This post was co-authored with Srihari Sriraman

Coding agents are fascinating to study. They help us build software in a new way, while themselves exemplifying a novel approach to architecting and implementing software. At their core is an AI model, but wrapped around it is a mix of code, tools, and prompts: the harness.

A critical part of this harness is the system prompt, the baseline instructions for the application. This context is present in every call to the model, no matter what skills, tools, or instructions are loaded. The system prompt is always present, defining a core set of behaviors, strategies, and tone.

Once you start analyzing agent design and behavior, a question emerges: how much does the system prompt actually determine an agent’s effectiveness? We take for granted that the model is the most important component of any agent, but how much can a system prompt contribute? Could a great system prompt paired with a mediocre model challenge a mediocre prompt paired with a frontier model?

To find out, we obtained and analyzed system prompts from six different coding agents. We clustered them semantically, comparing where their instructions diverged and where they converged. Then we swapped system prompts between agents and observed how behavior changed.

System prompts matter far more than most assume.

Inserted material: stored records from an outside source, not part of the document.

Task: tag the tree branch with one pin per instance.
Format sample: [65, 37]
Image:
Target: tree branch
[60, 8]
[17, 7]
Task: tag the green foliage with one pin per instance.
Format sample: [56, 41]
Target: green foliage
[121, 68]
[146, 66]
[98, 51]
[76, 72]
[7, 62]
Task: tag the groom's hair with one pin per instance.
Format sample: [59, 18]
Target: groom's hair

A given model sets the theoretical ceiling of an agent’s performance, but the system prompt determines whether this peak is reached.

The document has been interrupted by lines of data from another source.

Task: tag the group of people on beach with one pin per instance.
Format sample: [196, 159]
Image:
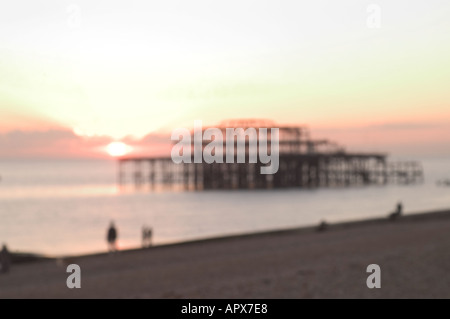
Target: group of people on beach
[112, 235]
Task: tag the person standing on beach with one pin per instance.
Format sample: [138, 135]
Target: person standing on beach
[112, 237]
[5, 259]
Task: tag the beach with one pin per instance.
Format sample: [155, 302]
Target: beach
[413, 253]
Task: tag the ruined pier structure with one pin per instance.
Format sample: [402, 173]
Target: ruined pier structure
[303, 163]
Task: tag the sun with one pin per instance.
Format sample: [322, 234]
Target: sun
[116, 149]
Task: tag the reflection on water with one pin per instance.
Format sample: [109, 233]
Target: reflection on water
[65, 207]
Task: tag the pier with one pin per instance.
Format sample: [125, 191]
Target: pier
[303, 163]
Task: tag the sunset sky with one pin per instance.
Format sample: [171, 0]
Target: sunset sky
[76, 75]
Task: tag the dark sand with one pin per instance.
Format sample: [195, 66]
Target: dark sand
[413, 253]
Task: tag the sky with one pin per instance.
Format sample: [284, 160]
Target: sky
[76, 75]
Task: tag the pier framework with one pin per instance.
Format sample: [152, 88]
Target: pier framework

The Variety of System Prompts

To understand the range of system prompts, we looked at six CLI coding agents: Claude Code, Cursor, Gemini CLI, Codex CLI, OpenHands, and Kimi CLI. Each performs the same basic function: given a task they gather information, understands the code base, writes code, tracks their progress, and runs commands. But despite these similarities, the system prompts are quite different.

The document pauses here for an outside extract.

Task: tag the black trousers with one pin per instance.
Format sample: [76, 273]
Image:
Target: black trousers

Waffle chart comparisons of 6 coding agent system prompts

We’re analyzing exfiltrated system prompts, which we clean up and host here1. Each of these is fed into context-viewer, a tool Srihari developed that chunks contexts in semantic components for exploration and analysis.

Looking at the above visualizations, there is plenty of variety. Claude, Codex, Gemini, and OpenHands roughly prioritize the same instructions, but vary their distributions. Further, prompts for Claude Code and OpenHands both are less than half the length of prompts in Codex and Gemini.

Cursor’s and Kimi’s prompts are dramatically different. Here we’re looking at Cursor’s prompt that’s paired with GPT-5 (Cursor uses slightly different prompts when hooked to different models), and it spends over a third of its tokens on personality and steering instructions. Kimi CLI, meanwhile, contains zero workflow guidance, barely hints at personality instructions, and is the shortest prompt by far.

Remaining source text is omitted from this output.